October 11, 2025
TL;DR: The worst UX moment is the blank page before the first byte. In Next.js, cold starts and database latency are primary causes of slow TTFB - especially after idle time, deploys, or on rarely hit SSR routes. Aim for <100ms TTFB (truly instant) via static/cached content, tolerate 100-300ms for dynamic SSR, and treat 300ms+ as needing fixes. Solutions span the deployment spectrum: bare metal servers (Ryzen 9950X3D) for consistent sub-100ms performance, serverless platforms (Vercel/AWS/Cloudflare) with warming strategies, and architectural patterns (SSG/ISR, edge caching, co-located databases).

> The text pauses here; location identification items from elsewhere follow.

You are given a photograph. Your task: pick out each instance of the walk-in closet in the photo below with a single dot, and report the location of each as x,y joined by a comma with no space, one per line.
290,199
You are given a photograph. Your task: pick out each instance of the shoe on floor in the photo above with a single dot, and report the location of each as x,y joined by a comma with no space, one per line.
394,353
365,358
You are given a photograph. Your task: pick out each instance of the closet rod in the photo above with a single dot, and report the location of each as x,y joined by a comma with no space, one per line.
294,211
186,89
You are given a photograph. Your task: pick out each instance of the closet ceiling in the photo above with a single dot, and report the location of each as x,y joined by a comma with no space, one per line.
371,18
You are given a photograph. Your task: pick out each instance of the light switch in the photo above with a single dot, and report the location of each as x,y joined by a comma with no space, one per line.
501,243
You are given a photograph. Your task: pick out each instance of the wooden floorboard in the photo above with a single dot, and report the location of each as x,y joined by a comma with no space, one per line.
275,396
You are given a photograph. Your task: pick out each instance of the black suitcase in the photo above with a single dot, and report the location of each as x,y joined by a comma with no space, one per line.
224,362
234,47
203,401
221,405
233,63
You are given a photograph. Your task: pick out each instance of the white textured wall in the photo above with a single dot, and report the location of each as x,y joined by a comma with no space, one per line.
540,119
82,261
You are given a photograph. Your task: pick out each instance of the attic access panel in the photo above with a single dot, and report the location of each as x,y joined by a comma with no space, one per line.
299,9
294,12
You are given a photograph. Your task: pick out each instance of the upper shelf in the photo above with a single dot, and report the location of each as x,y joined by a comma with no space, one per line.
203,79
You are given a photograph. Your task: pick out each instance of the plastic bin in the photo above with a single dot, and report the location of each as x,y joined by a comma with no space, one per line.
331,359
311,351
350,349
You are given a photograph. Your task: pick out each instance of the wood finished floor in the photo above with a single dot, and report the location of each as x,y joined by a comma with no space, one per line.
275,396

Time to First Byte (TTFB) measures how long the browser waits for the first byte of data from your server after a request. If it's slow, users stare at a blank page and may assume the site is hung or something is wrong with their connection. Because nothing can render or stream until the first byte lands, long TTFB is uniquely harmful-often worse than a slow LCP.
Let's be honest about what "fast" actually means to users:
The often-cited target of "200-800ms TTFB" is misleading. At 800ms, you're approaching a full second before anything renders-users will absolutely notice this as slow. While Google's Web Vitals threshold is 800ms, this is a minimum to avoid search ranking penalties-not a UX target. Google's own products deliver sub-100ms TTFB, and that's the real standard for perceived instant performance. Aim for <100ms for truly instant experiences (achievable with static/cached content), tolerate 100-300ms for dynamic SSR, and treat anything over 300ms as needing investigation and improvement.
Source: https://web.dev/articles/ttfb
Cold-start time lives inside TTFB between request queueing and the first byte (instance boot => app init => SSR render). Network distance contributes earlier (DNS/TCP/TLS).
A cold start is the extra boot time that occurs when your platform spins up a new instance after idle time or a fresh deploy. The platform allocates resources, loads your app, initializes the runtime, and establishes connections - and all of that accrues entirely inside TTFB.
You'll notice cold-start TTFB spikes most on SSR pages and API routes that execute on demand. The risk is higher for infrequently accessed routes or apps with sparse traffic (first request after idle), and right after deployments (warm instances are replaced). Sudden traffic spikes can also outpace warm capacity, making many users hit cold boots at once.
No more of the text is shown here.